Isomatte Test und Kaufberatung

Isomatte

Isomatte-Test und Kaufberatung bei Experten-Beraten

Zelten Sie gerne oder verbringen eine Nacht in der Natur, ist eine Isomatte ideal. Sie schützt vor einem starken Wärmeverlust beim Liegen auf dem Boden. Grundsätzlich erreichen Sie mit einer dickeren Matte eine höhere Isolationswirkung. Im Handel erhalten Sie die Modelle aus unserem Isomatte-Test ebenfalls unter dem Begriff Thermomatte.

Sie wählen zwischen zwei verschiedenen Typen. Der Klassiker im Isomatte-Test besteht aus leichtem, dünnen Kunststoffschaum. Dennoch weisen Sie im Gepäck ein unhandliches Format auf. Etwas schwerer als die klassischen Modelle in unserem Isomatte-Ratgeber sind selbstaufblasende oder aufblasbare Matten. Sie bieten ein stärkeres Polster für mehr Komfort, weisen jedoch ein höheres Gewicht auf. Alternativ erhalten Sie im Handel spezielle Luftmatratzen. Diese halten wärmer als herkömmliche Matten und sind dabei leicht und platzsparend zusammenfaltbar.

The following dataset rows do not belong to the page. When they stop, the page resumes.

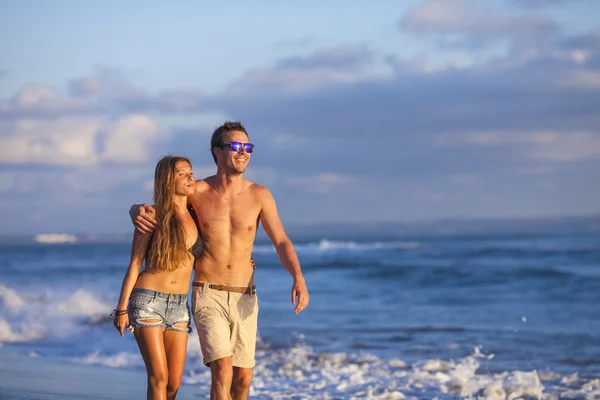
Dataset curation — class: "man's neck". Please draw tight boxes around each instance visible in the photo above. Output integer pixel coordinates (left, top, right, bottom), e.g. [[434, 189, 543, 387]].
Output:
[[212, 171, 244, 200]]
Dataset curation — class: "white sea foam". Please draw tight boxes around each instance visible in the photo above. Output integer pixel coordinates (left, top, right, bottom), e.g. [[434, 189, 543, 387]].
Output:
[[183, 345, 556, 400], [73, 351, 143, 368], [0, 285, 111, 343], [0, 317, 43, 345]]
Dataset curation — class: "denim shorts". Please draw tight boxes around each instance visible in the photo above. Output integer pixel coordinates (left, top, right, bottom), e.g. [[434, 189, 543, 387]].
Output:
[[127, 289, 191, 332]]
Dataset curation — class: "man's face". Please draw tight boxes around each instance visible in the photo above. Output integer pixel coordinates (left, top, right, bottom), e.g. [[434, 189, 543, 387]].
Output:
[[220, 131, 250, 174]]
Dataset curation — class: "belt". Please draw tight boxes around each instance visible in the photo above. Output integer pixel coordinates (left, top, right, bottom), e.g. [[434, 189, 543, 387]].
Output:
[[192, 282, 256, 296]]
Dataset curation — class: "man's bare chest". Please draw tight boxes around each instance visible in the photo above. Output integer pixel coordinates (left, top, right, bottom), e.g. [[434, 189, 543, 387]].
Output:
[[189, 196, 260, 236]]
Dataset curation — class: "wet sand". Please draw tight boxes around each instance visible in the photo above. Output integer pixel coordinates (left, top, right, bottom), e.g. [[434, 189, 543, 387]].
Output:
[[0, 355, 199, 400]]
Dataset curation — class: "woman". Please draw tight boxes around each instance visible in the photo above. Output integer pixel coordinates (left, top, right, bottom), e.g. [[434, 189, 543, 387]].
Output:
[[114, 156, 202, 400]]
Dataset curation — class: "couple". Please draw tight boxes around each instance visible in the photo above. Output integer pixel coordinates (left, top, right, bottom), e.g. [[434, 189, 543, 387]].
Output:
[[114, 122, 308, 399]]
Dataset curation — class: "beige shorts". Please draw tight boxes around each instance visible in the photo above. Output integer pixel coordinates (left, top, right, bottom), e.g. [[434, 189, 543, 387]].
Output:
[[192, 283, 258, 368]]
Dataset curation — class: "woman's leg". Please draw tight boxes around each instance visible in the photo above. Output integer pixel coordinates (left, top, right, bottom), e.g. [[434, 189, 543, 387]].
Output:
[[133, 326, 169, 400], [164, 323, 188, 400]]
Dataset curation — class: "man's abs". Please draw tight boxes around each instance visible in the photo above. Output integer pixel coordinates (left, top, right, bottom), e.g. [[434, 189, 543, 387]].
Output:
[[194, 249, 254, 287]]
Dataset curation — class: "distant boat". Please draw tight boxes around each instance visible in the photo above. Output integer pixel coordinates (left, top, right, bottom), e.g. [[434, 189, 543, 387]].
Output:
[[34, 233, 77, 243]]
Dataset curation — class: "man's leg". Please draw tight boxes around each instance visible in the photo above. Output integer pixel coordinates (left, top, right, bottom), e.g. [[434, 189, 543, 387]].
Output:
[[231, 367, 253, 400], [208, 357, 233, 400]]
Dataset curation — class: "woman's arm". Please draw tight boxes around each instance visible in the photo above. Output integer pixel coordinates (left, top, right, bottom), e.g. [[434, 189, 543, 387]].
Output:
[[114, 230, 152, 336]]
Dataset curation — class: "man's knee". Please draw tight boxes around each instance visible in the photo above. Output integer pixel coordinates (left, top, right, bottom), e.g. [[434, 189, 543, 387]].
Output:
[[210, 357, 233, 383], [167, 382, 179, 395], [231, 368, 252, 388], [148, 372, 168, 390]]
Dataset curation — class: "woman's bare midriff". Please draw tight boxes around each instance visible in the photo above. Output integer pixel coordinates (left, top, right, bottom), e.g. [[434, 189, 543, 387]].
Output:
[[135, 261, 193, 294]]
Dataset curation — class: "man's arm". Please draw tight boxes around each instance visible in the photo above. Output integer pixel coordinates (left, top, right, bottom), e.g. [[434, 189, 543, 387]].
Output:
[[129, 204, 156, 233], [260, 188, 309, 314]]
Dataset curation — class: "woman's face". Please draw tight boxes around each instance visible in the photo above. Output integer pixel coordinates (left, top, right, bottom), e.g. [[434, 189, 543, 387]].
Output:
[[175, 161, 196, 196]]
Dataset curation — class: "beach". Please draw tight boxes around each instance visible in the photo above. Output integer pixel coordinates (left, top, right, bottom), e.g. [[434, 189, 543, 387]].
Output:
[[0, 232, 600, 400], [0, 355, 171, 400]]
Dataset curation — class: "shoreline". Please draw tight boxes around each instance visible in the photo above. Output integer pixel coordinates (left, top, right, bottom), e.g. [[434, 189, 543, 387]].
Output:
[[0, 355, 199, 400]]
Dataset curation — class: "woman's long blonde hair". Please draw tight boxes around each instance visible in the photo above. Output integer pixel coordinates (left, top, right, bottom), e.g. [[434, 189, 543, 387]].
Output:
[[146, 156, 192, 271]]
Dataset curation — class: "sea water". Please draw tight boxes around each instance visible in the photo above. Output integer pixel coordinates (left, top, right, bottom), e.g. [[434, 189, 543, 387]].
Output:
[[0, 234, 600, 399]]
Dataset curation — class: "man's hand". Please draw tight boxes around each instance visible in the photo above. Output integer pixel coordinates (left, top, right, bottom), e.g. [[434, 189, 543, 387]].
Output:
[[292, 275, 308, 314], [129, 204, 156, 233]]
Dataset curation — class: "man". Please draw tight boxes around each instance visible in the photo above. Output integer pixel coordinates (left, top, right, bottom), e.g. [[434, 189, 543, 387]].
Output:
[[130, 121, 309, 399]]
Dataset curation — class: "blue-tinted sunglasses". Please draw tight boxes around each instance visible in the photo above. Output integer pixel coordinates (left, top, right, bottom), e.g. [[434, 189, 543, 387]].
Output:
[[221, 142, 254, 153]]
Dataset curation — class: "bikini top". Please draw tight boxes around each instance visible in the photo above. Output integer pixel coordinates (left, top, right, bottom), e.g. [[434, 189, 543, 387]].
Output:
[[188, 205, 204, 258]]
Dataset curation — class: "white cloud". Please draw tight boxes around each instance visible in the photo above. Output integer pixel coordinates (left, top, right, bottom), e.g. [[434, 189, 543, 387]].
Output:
[[286, 172, 356, 193], [230, 46, 372, 93], [400, 0, 558, 45], [102, 115, 158, 163], [0, 115, 157, 166], [433, 132, 600, 162]]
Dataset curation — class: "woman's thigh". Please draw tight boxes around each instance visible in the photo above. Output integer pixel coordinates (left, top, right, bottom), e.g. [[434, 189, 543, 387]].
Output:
[[163, 329, 188, 387]]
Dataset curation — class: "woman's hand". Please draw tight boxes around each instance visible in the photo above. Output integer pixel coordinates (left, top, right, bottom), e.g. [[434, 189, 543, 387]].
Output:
[[114, 312, 129, 336]]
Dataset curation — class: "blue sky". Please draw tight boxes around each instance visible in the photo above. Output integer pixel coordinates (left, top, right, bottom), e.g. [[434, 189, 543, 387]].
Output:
[[0, 0, 600, 234]]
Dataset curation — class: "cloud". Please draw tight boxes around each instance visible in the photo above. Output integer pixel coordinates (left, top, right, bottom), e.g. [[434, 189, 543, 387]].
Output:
[[434, 132, 600, 162], [399, 0, 560, 47], [0, 115, 157, 166], [285, 172, 357, 194], [228, 46, 373, 93], [512, 0, 585, 8]]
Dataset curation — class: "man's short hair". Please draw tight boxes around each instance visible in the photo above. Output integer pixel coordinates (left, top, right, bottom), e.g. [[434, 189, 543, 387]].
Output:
[[210, 121, 250, 164]]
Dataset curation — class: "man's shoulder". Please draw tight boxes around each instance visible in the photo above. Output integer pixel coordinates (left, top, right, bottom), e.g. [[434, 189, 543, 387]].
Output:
[[246, 179, 271, 197], [196, 175, 214, 193]]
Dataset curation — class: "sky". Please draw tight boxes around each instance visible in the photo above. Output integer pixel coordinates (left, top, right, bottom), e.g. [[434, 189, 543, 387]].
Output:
[[0, 0, 600, 234]]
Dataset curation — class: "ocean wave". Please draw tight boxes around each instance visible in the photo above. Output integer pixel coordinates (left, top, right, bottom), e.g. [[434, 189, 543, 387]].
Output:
[[254, 239, 421, 254], [178, 344, 600, 399], [0, 285, 111, 344]]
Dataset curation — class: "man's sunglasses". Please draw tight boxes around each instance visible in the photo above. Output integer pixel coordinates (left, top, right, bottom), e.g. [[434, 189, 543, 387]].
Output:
[[221, 142, 254, 153]]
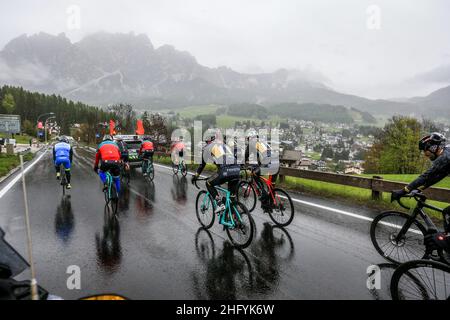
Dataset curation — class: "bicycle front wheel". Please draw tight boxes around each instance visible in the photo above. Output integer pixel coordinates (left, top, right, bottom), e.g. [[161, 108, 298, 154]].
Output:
[[269, 188, 295, 227], [391, 260, 450, 300], [226, 202, 255, 249], [370, 211, 426, 264], [181, 162, 187, 177], [147, 164, 155, 181], [172, 163, 178, 174], [195, 190, 216, 229], [109, 181, 119, 214], [236, 180, 256, 212]]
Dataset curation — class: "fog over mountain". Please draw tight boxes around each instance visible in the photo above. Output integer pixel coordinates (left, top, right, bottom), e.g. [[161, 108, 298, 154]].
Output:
[[0, 32, 442, 114]]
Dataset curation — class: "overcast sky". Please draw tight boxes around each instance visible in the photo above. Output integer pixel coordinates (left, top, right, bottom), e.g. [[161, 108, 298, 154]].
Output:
[[0, 0, 450, 98]]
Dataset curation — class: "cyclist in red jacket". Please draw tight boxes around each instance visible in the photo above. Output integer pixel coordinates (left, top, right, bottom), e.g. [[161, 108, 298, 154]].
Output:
[[139, 137, 155, 176], [94, 135, 121, 193]]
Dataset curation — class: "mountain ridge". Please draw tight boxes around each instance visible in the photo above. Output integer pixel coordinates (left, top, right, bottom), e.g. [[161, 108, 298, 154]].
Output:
[[0, 32, 446, 120]]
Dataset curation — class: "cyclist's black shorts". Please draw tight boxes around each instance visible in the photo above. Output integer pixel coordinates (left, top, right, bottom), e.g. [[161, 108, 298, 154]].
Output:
[[122, 153, 130, 162], [142, 150, 155, 159], [100, 161, 120, 177], [207, 165, 241, 189]]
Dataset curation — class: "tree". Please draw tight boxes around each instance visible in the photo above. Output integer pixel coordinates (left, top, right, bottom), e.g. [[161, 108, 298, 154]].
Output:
[[2, 93, 16, 114], [364, 116, 425, 174], [320, 145, 334, 160]]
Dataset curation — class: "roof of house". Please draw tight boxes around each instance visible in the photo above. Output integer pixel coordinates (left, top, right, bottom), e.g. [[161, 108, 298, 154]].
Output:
[[281, 150, 303, 161]]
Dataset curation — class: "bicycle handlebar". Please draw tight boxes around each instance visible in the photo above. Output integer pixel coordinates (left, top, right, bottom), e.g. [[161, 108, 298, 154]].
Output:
[[397, 190, 427, 210]]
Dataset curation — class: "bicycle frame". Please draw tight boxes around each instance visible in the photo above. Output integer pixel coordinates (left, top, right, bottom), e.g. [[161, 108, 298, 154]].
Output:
[[250, 172, 277, 205], [106, 171, 117, 200], [395, 201, 443, 241], [202, 187, 242, 228]]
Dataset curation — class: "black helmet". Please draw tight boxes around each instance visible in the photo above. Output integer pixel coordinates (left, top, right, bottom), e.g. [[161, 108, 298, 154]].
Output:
[[419, 132, 447, 153], [58, 136, 69, 143]]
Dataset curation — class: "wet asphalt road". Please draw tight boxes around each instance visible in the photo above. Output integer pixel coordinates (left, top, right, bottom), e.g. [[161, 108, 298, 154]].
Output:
[[0, 148, 398, 299]]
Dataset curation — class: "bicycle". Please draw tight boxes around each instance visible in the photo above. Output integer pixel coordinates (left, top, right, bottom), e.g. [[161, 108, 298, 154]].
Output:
[[195, 179, 255, 248], [103, 171, 119, 214], [120, 162, 131, 186], [390, 259, 450, 301], [141, 158, 155, 182], [237, 168, 294, 227], [370, 190, 446, 264], [172, 158, 187, 177], [59, 164, 68, 196]]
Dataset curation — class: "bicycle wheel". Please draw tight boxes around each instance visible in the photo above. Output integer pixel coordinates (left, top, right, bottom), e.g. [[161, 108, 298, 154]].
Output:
[[370, 211, 426, 264], [172, 163, 178, 174], [226, 202, 255, 249], [236, 180, 256, 212], [181, 161, 187, 177], [269, 188, 295, 227], [147, 163, 155, 182], [195, 190, 216, 229], [195, 227, 216, 263], [391, 260, 450, 300], [109, 179, 119, 214]]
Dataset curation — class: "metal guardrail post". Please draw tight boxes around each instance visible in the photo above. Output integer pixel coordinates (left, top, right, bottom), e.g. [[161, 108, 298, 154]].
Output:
[[372, 176, 383, 201]]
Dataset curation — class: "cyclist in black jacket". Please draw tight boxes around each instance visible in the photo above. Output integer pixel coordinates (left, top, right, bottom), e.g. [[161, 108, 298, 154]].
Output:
[[192, 134, 240, 213], [392, 132, 450, 252]]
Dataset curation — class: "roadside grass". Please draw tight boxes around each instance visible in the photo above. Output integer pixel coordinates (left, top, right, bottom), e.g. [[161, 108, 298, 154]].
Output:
[[178, 105, 218, 118], [279, 177, 450, 220], [154, 156, 450, 222], [360, 174, 450, 189], [0, 152, 34, 177]]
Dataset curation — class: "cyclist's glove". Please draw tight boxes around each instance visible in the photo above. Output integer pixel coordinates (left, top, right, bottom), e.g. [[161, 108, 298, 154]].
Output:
[[391, 189, 409, 202], [424, 232, 450, 252]]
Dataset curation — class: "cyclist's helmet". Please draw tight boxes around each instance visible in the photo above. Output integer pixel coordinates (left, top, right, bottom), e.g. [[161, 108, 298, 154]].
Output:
[[419, 132, 447, 153], [205, 133, 216, 144], [58, 136, 69, 143], [103, 134, 114, 141]]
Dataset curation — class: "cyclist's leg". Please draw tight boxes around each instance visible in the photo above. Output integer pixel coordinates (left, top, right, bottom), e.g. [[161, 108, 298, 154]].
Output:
[[442, 207, 450, 233], [55, 159, 61, 179], [110, 163, 120, 194], [98, 162, 109, 185], [63, 159, 71, 184], [206, 172, 220, 200]]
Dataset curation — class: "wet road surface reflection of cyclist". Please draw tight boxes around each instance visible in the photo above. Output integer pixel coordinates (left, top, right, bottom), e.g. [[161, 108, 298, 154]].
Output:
[[170, 174, 188, 204], [192, 223, 295, 299], [95, 206, 122, 274], [55, 195, 75, 244]]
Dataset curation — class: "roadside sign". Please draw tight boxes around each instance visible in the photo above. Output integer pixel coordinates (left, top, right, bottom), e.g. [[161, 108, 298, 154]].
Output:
[[0, 114, 20, 133]]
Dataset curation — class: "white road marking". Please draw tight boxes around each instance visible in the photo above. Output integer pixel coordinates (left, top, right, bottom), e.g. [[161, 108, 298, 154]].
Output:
[[0, 149, 47, 199]]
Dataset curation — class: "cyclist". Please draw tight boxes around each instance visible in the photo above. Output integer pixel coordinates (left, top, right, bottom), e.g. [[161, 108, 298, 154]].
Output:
[[115, 137, 129, 174], [192, 134, 240, 213], [171, 137, 186, 165], [139, 137, 154, 177], [245, 131, 280, 209], [53, 136, 73, 189], [94, 135, 122, 193], [392, 132, 450, 252]]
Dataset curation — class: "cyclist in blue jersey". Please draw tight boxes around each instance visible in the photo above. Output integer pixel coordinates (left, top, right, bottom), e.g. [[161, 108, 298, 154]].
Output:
[[53, 136, 73, 189]]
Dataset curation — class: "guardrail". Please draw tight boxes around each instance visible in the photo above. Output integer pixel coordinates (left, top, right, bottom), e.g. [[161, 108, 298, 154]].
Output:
[[155, 151, 450, 203], [280, 167, 450, 203]]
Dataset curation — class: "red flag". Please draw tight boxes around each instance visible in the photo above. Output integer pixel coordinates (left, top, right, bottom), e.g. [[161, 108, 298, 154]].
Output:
[[136, 120, 145, 135], [109, 120, 116, 136]]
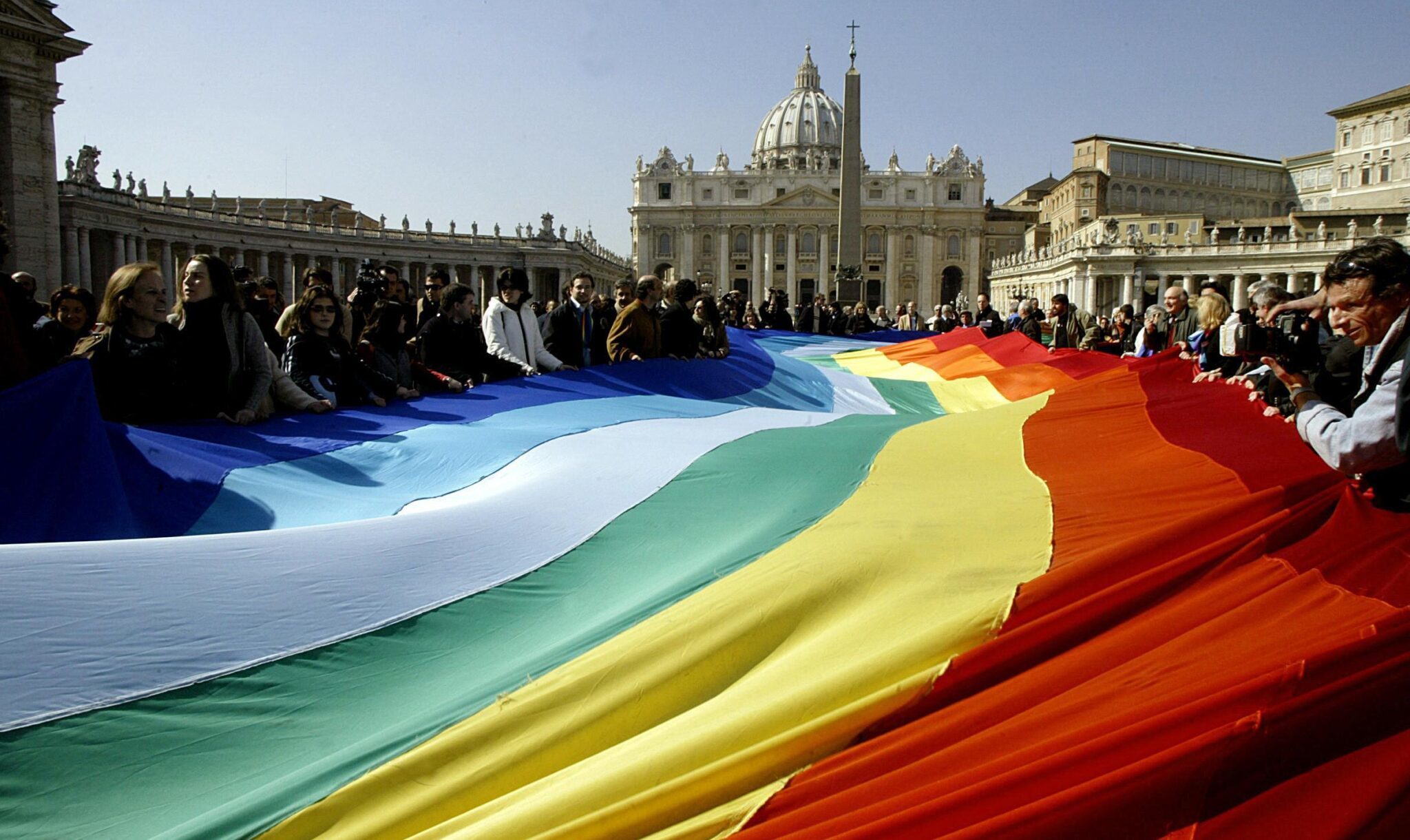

In unserem Isomatte-Test vergleichen wir verschiedene Produkte. Wir küren unseren Testsieger und den Preis-Leistungs-Sieger. Darüber hinaus finden Sie unseren Kundenliebling, den Verkaufshit und den Geheimtipp der Experten-Beraten-Redaktion. Was Sie bei der Anschaffung beachten, lesen Sie in unserer Isomatte-Kaufberatung. Praktische Tipps zur Handhabung und zur Nutzung der einzelnen Modelltypen finden Sie in unserem Isomatte-Ratgeber.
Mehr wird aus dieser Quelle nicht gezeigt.